Monitor metrics in Azure Database for PostgreSQL - Flexible Server
APPLIES TO: Azure Database for PostgreSQL - Flexible Server
Monitoring data about your servers helps you troubleshoot and optimize for your workload. Azure Database for PostgreSQL flexible server provides various monitoring options to provide insight into how your server is performing.
Metrics
Azure Database for PostgreSQL flexible server provides various metrics that give insight into the behavior of the resources that support the Azure Database for PostgreSQL flexible server instance. Each metric is emitted at a 1-minute interval and has up to 93 days of history. You can configure alerts on the metrics. Other options include setting up automated actions, performing advanced analytics, and archiving the history. For more information, see the Azure Metrics overview.
Note
While metrics are stored for 93 days, you can only query (in the Metrics tile) for a maximum of 30 days' worth of data on any single chart. If you see a blank chart or your chart displays only part of metric data, verify that the difference between start and end dates in the time picker doesn't exceed the 30-day interval. After you've selected a 30-day interval, you can pan the chart to view the full retention window.
Default Metrics
The following metrics are available for an Azure Database for PostgreSQL flexible server instance:
Display name | Metric ID | Unit | Description | Default enabled |
---|---|---|---|---|
Active Connections | active_connections |
Count | Total number of connections to the database server, including all connection states such as active, idle, and others, as seen in pg_stat_activity view.
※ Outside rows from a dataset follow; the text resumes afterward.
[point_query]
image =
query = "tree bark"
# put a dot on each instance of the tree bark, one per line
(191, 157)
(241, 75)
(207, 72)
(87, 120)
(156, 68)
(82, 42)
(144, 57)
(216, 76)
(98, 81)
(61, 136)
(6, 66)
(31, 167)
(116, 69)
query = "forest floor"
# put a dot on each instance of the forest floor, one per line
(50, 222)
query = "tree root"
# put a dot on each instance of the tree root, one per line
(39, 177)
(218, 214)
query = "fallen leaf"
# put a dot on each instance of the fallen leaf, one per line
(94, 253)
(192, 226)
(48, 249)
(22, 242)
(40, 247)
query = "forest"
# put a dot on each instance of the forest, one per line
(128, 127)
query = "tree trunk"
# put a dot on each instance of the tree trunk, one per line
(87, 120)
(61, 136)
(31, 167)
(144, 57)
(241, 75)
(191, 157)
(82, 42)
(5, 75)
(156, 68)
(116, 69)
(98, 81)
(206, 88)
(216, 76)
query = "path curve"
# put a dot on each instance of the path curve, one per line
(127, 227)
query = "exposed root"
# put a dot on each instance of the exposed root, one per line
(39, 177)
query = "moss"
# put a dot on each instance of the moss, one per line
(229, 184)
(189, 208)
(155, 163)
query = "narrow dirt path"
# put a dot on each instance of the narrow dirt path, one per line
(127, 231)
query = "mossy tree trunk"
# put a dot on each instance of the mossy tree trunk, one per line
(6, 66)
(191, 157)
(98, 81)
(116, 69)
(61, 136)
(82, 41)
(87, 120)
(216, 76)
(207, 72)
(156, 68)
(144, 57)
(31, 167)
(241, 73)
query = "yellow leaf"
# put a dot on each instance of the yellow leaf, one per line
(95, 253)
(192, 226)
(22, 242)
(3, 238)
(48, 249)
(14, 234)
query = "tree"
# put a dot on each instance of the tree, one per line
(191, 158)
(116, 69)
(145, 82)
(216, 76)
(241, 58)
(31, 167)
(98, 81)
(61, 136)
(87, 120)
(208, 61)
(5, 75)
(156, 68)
This figure represents the overall sum of connections across all states, without distinguishing between specific states. For an in-depth analysis on a specific state, such as active connections, refer to the 'Sessions By State' metric. |
Yes |
Backup Storage Used | backup_storage_used |
Bytes | Amount of backup storage used. This metric represents the sum of storage that's consumed by all the full backups, differential backups, and log backups that are retained based on the backup retention period that's set for the server. The frequency of the backups is service managed. For geo-redundant storage, backup storage usage is twice the usage for locally redundant storage. | Yes |
Failed Connections | connections_failed |
Count | Number of failed connections. | Yes |
Succeeded Connections | connections_succeeded |
Count | Number of succeeded connections. | Yes |
CPU Credits Consumed | cpu_credits_consumed |
Count | Number of credits used by the flexible server. Applies to the Burstable tier. | Yes |
CPU Credits Remaining | cpu_credits_remaining |
Count | Number of credits available to burst. Applies to the Burstable tier. | Yes |
CPU percent | cpu_percent |
Percent | Percentage of CPU in use. | Yes |
Database Size | database_size_bytes |
Bytes | Database size in bytes. | Yes |
Disk Queue Depth | disk_queue_depth |
Count | Number of outstanding I/O operations to the data disk. | Yes |
IOPS | iops |
Count | Number of I/O operations to disk per second. | Yes |
Maximum Used Transaction IDs | maximum_used_transactionIDs |
Count | Maximum number of transaction IDs in use. | Yes |
Memory percent | memory_percent |
Percent | Percentage of memory in use. | Yes |
Network Out | network_bytes_egress |
Bytes | Total sum of outgoing network traffic on the server for a selected period. This metric includes outgoing traffic from your database and from Azure Database for Postgres flexible server, including features like monitoring, logs, WAL archive, replication etc. | Yes |
Network In | network_bytes_ingress |
Bytes | Total sum of incoming network traffic on the server for a selected period. This metric includes incoming traffic to your database and to Azure Database for Postgres flexible server, including features like monitoring, logs, WAL archive, replication etc. | Yes |
Read IOPS | read_iops |
Count | Number of data disk I/O read operations per second. | Yes |
Read Throughput | read_throughput |
Bytes | Bytes read per second from disk. | Yes |
Storage Free | storage_free |
Bytes | Amount of storage space that's available. | Yes |
Storage percent | storage_percent |
Percentage | Percent of storage space that's used. The storage that's used by the service can include database files, transaction logs, and server logs. | Yes |
Storage Used | storage_used |
Bytes | Amount of storage space that's used. The storage that's used by the service can include the database files, transaction logs, and the server logs. | Yes |
Transaction Log Storage Used | txlogs_storage_used |
Bytes | Amount of storage space that's used by the transaction logs. | Yes |
Write Throughput | write_throughput |
Bytes | Bytes written to disk per second. | Yes |
Write IOPS | write_iops |
Count | Number of data disk I/O write operations per second. | Yes |
Enhanced metrics
You can use enhanced metrics for Azure Database for PostgreSQL flexible server to get fine-grained monitoring and alerting on databases. You can configure alerts on the metrics. Some enhanced metrics include a Dimension
parameter that you can use to split and filter metrics data by using a dimension like database name or state.
Enabling enhanced metrics
- Most of these new metrics are disabled by default. There are a few exceptions though, which are enabled by default. Rightmost column in the following tables indicates whether each metric is enabled by default or not.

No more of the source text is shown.